NJF: Are you involved in any clinical trials for new treatments in terms of HPV becoming cancer?

Dr. Finkel: We were part of the ANCHOR study, which looked at HPV progression to cancer and people living with HIV—men, women, transwomen, cis women and everybody who was living with HIV. They screened and randomized people who had moderate to severe changes but not cancer yet anally from HPV. What they found was that people with suppressed immune systems living with HIV, who had HPV and precancerous changes, progressed to cancer faster. Because of that study, they recommended now that everybody who does have precancerous changes and is living with HIV be treated more aggressively.

Thinking about screening for yourself or someone you love? Start by talking to your primary care doctor about screening options or contact ScreenNJ, a cancer prevention, screening, and early detection program brought to you by Rutgers Cancer Institute of New Jersey, the NJ Department of Health, and healthcare and community organizations statewide. 
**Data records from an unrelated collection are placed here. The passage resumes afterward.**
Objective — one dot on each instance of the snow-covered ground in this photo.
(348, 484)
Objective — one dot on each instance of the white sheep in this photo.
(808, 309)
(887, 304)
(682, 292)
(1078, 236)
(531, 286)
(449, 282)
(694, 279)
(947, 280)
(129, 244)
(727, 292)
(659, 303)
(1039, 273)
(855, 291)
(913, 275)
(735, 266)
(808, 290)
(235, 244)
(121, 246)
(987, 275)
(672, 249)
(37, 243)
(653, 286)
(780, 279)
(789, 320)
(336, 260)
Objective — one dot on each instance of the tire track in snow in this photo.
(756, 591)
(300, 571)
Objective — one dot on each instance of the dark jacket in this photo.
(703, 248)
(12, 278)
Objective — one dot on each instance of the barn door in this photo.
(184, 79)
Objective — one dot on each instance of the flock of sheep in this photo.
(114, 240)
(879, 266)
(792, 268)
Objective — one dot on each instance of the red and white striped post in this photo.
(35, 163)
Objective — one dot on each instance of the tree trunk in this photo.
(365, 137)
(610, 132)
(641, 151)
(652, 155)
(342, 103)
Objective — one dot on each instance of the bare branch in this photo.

NJF: Are there any last words of advice you have?

Dr. Finkel: Get your vaccine for your child. For yourself, if you missed the recommended cutoff or if you’re in your 40s or 50s, then screening is your way to go. If you miss the vaccine cutoff, it doesn’t mean there’s nothing to do.

Talk to your primary healthcare provider to understand your specific risks and what screening options are best for you. For more info go to The Rutgers Infectious Disease Practice site.
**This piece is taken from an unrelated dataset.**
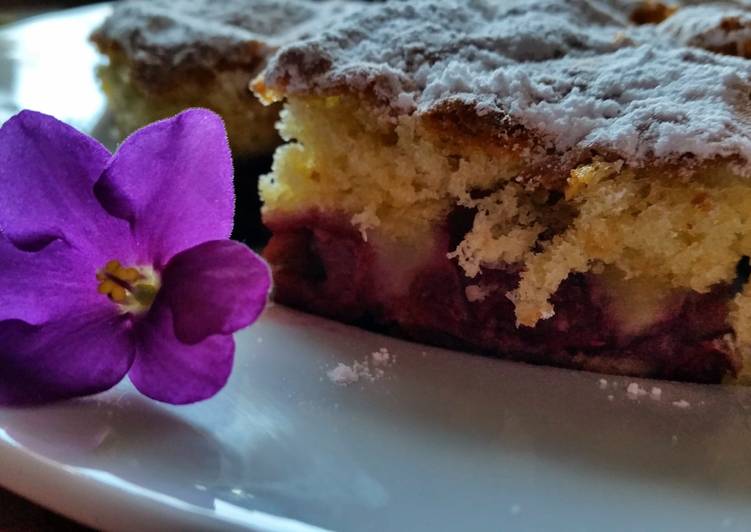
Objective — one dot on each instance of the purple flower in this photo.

As a community provider and clinical educator in the Greater Newark area, Dr. Finkel has been privileged to provide care for diverse populations at risk, including immigration detainees, LGBQT marginally housed youth, and persons who use drugs (PWUD) for almost two decades. Through partnerships with other community providers and organizations, she is deeply committed to ensuring access to state-of-the-art, highest-quality medical care for all individuals right here in Newark, NJ.  Her passion for providing inclusive, complete care to the Transgender community led her to develop a comprehensive, urban community health center-based clinic that provides primary care, HIV care, PrEP and gender affirmative hormonal care. She is fortunate to serve as the Clinical Director of the Transgender Health Care Program at NJCRI, a comprehensive community-based organization.

She has continued to maintain and expand the clinic while being an integral part of the NJMS clinical and educational programs. Her main clinical practice site is the Infectious Disease Practice where she treats persons living with HIV and those who are at increased risk. As part of her ongoing effort to treat the whole person, she also provides gender-affirming hormone therapy integrated into her practice. She also serves as an investigator in NIH-sponsored HIV treatment and prevention trials. Currently, she is focusing on expanding access in the community to PrEP and gender-affirming care and on improving retention in care for PLWH who use drugs by providing access to medication-assisted addiction care services in her practice.  She is honored to be mentoring medical and graduate health professions students as well as residents and fellows, and serves as the NJMS ID Fellowship Program Director, training the next, multidisciplinary generation of community HIV treaters.